This recipe puts a healthier spin on the classic college ramen soup, using fresh ingredients and a flavorful broth. It's easy to make and perfect for busy students looking for a quick and nutritious meal.
Ingredients
- 2 packs of ramen noodles
- 4 cups of low-sodium chicken or vegetable broth
- 2 cups of water
- 1 cup of sliced mushrooms
- 1 cup of spinach
- 1 carrot, thinly sliced
- 2 eggs
- 2 green onions, chopped
- Soy sauce, to taste
- Sesame oil, for drizzling
- Crushed red pepper flakes, optional for heat
Directions
- In a pot, bring the broth and water to a boil.

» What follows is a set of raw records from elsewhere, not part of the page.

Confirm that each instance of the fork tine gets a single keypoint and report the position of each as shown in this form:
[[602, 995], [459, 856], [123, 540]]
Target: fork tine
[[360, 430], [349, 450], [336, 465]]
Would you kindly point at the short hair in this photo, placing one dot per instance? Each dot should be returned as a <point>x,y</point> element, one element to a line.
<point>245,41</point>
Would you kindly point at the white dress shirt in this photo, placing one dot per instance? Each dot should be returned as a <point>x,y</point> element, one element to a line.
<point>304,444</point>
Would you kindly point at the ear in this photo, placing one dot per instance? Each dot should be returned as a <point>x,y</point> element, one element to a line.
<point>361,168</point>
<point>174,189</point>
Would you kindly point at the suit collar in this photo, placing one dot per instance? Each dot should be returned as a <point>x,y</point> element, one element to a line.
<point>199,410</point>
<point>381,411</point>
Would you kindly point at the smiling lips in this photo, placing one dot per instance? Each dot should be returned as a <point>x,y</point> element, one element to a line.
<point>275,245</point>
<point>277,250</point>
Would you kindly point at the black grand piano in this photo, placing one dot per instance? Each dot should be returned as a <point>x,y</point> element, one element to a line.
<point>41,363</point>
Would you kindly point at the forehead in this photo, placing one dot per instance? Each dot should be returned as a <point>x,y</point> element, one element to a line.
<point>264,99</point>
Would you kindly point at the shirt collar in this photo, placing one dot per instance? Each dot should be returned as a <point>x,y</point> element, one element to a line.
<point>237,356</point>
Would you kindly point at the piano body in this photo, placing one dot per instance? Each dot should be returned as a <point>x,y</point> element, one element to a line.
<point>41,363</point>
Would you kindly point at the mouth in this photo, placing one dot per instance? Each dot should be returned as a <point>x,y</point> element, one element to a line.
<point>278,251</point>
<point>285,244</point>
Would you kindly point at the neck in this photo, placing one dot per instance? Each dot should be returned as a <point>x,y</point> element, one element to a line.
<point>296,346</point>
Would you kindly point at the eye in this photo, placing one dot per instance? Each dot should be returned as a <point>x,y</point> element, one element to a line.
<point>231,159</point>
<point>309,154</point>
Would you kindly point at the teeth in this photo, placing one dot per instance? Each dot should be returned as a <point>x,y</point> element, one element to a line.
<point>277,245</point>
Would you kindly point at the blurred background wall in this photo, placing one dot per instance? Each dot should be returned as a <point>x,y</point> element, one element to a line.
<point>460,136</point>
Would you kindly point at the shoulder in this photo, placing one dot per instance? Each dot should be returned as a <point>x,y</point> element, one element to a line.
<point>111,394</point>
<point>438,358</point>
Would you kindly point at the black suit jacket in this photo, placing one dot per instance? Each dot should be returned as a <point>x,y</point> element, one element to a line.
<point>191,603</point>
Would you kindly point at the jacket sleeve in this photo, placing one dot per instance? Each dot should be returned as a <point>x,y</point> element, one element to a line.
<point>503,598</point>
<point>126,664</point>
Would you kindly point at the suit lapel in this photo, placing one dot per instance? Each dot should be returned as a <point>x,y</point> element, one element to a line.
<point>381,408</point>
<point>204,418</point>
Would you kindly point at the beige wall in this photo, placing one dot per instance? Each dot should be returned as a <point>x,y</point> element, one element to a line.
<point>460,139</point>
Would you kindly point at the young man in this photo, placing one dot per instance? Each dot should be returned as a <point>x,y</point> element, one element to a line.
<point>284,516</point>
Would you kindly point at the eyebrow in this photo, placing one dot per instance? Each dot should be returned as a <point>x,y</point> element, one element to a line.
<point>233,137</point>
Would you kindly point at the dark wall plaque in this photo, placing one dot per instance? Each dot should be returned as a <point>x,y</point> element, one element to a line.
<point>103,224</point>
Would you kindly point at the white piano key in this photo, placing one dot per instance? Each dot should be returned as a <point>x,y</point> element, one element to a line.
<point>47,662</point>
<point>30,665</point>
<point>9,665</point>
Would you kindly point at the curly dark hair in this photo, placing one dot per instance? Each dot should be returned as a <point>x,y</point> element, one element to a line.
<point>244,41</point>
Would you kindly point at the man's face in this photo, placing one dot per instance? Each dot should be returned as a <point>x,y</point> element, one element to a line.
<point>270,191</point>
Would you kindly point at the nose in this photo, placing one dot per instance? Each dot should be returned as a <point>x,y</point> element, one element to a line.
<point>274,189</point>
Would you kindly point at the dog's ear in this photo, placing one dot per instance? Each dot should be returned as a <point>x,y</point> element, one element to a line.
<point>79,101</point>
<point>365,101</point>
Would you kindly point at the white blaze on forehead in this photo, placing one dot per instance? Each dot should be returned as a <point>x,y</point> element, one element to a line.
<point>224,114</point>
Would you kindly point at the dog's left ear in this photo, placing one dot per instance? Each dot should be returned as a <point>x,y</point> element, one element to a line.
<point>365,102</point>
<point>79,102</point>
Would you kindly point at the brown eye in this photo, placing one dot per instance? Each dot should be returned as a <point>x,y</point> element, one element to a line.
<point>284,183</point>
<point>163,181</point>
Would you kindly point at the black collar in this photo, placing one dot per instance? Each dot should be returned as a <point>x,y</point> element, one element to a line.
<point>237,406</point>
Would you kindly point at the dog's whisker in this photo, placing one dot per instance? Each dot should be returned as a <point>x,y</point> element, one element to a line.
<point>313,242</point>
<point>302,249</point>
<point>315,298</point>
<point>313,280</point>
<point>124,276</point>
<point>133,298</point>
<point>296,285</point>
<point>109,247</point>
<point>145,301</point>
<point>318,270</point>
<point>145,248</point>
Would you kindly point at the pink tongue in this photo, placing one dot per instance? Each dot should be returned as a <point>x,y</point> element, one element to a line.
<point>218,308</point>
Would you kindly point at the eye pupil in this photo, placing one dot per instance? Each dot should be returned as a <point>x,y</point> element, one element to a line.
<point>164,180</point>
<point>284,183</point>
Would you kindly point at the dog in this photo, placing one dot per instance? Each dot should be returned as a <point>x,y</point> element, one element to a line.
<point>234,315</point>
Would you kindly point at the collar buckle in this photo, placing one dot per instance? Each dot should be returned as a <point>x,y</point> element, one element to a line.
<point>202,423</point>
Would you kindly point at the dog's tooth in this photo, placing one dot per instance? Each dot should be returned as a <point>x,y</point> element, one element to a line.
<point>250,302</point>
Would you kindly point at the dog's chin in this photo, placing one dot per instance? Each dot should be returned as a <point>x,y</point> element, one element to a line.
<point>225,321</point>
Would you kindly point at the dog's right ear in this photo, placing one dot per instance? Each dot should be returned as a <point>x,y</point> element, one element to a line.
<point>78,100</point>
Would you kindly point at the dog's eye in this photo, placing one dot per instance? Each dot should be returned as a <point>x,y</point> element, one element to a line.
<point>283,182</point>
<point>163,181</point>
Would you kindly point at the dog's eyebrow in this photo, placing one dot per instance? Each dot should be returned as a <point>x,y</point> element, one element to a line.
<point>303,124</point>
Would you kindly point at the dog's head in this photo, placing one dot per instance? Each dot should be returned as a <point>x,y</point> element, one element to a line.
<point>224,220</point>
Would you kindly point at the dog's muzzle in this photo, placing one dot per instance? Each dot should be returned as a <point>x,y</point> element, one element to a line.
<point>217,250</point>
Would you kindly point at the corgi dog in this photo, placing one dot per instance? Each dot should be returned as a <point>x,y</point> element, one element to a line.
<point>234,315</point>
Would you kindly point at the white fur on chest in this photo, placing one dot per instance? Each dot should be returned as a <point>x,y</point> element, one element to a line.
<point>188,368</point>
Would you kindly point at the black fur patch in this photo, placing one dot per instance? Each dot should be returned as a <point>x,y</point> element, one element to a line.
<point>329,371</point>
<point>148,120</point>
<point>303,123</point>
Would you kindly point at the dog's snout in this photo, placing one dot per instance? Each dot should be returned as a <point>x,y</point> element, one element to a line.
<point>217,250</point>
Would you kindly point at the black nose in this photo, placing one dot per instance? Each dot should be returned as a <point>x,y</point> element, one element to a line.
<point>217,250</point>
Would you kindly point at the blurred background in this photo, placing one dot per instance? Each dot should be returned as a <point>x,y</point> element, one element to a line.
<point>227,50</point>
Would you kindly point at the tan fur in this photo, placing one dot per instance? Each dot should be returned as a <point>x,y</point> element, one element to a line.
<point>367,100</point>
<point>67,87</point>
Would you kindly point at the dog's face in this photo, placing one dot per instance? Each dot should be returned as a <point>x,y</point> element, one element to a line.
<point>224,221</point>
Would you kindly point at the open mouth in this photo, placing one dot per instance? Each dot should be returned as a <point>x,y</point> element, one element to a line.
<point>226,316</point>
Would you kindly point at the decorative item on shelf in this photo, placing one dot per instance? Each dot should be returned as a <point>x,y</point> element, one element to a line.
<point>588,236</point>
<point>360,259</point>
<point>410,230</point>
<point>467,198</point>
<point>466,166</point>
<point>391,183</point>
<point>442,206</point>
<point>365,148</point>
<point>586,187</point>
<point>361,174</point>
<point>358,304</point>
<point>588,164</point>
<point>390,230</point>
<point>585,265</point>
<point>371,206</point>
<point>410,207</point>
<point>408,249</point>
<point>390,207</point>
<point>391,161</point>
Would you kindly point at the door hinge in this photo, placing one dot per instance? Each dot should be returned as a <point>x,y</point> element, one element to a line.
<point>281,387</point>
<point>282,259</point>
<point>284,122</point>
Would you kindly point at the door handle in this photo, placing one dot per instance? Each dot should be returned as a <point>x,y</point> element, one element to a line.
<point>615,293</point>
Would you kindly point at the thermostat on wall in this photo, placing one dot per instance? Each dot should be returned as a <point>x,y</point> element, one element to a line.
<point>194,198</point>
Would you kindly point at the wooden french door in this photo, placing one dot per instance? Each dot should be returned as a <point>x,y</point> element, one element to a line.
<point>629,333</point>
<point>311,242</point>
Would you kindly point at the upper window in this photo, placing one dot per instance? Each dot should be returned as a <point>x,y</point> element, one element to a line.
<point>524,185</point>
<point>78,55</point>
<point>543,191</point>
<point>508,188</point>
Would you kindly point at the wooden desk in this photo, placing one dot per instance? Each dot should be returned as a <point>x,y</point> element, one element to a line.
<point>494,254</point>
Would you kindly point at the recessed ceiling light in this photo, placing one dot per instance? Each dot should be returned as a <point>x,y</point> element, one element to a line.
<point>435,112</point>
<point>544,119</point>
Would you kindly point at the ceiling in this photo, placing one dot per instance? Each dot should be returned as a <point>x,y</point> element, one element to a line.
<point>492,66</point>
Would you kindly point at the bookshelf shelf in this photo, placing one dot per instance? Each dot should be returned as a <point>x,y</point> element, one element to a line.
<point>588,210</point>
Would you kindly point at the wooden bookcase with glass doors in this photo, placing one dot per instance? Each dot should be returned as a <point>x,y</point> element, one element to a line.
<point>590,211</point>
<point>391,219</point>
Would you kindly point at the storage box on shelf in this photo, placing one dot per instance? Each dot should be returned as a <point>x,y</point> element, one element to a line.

- Add the mushrooms, spinach, and carrots. Cook for 2-3 minutes.
- Add the ramen noodles and cook according to package instructions.
- In a separate pot, boil water and poach the eggs for 3-4 minutes.
- Once the noodles are cooked, divide the soup into bowls.
- Top each bowl with a poached egg, chopped green onions, soy sauce, sesame oil, and red pepper flakes.
- Serve hot and enjoy!
Interesting Facts
Adding fresh vegetables to ramen soup increases its nutritional value.
Poaching the eggs adds protein and a creamy texture to the soup.
Using low-sodium broth helps reduce the overall salt content of the dish.